L’appareil, un avion cargo Lockheed C-130, avait quitté l’Azerbaïdjan à destination de la Turquie lorsqu’il s’est écrasé mardi près de la frontière azerbaïdjanaise, dans la région géorgienne de Sighnaghi. Il s’agit de la catastrophe militaire la plus meurtrière pour la Turquie depuis 2020. Selon le ministère, l’avion ne transportait pas de munitions lors de ce vol.
L’appareil convoyait dix techniciens chargés de la maintenance des chasseurs F-16 turcs ayant participé aux célébrations du Jour de la Victoire en Azerbaïdjan, ainsi que l’équipage et le matériel associé. Le dernier contact radio avec l’avion a été enregistré environ quarante minutes avant l’accident. La boîte noire, contenant les enregistreurs de vol et de cockpit, a été transférée à Ankara pour analyse.

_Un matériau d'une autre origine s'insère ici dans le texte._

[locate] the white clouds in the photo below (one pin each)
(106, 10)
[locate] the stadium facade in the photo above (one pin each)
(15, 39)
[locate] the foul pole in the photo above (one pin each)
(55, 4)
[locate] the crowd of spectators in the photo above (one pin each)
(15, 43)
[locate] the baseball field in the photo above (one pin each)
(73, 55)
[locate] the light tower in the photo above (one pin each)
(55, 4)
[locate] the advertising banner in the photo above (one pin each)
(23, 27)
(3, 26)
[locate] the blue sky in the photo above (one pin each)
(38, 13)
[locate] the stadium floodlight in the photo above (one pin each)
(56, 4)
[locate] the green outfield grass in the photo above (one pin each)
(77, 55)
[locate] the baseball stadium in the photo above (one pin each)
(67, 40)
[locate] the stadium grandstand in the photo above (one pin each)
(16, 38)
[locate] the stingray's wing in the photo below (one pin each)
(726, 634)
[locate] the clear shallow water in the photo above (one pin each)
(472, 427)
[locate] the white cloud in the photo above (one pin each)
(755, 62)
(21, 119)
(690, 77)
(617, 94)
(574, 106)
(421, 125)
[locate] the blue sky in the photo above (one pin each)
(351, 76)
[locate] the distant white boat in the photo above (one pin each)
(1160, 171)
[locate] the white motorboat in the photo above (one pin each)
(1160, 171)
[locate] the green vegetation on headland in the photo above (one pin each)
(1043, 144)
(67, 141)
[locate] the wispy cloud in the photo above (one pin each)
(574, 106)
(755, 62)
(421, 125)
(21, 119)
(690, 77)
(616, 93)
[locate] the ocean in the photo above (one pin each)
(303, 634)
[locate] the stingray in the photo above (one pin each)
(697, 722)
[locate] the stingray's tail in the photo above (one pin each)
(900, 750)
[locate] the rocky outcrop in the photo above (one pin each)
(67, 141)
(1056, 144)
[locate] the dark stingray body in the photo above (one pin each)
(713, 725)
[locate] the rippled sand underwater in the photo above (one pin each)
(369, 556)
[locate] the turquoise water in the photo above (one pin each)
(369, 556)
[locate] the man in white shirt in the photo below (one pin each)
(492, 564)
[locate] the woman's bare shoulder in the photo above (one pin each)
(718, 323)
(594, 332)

Certains experts estiment qu’une défaillance technique pourrait être à l’origine du drame, en raison de l’âge avancé de la flotte turque de C-130, malgré la réputation de fiabilité de ce modèle. L’avion accidenté avait été acheté à l’Arabie saoudite en 2012, modernisé, puis remis en service en 2022. Sa dernière révision complète remontait à un mois seulement.
Le ministère turc de la Défense a précisé que tous les vols prévus des dix-huit C-130 encore en service avaient été suspendus à titre préventif dans l’attente des inspections. Ankara a récemment signé un accord avec le Royaume-Uni pour l’acquisition de douze appareils C-130J modernisés, afin de renouveler sa flotte vieillissante.
Les résultats de l’enquête, attendus dans les prochaines semaines, devraient permettre de déterminer si l’accident résulte d’un problème technique, d’une erreur humaine ou d’autres facteurs.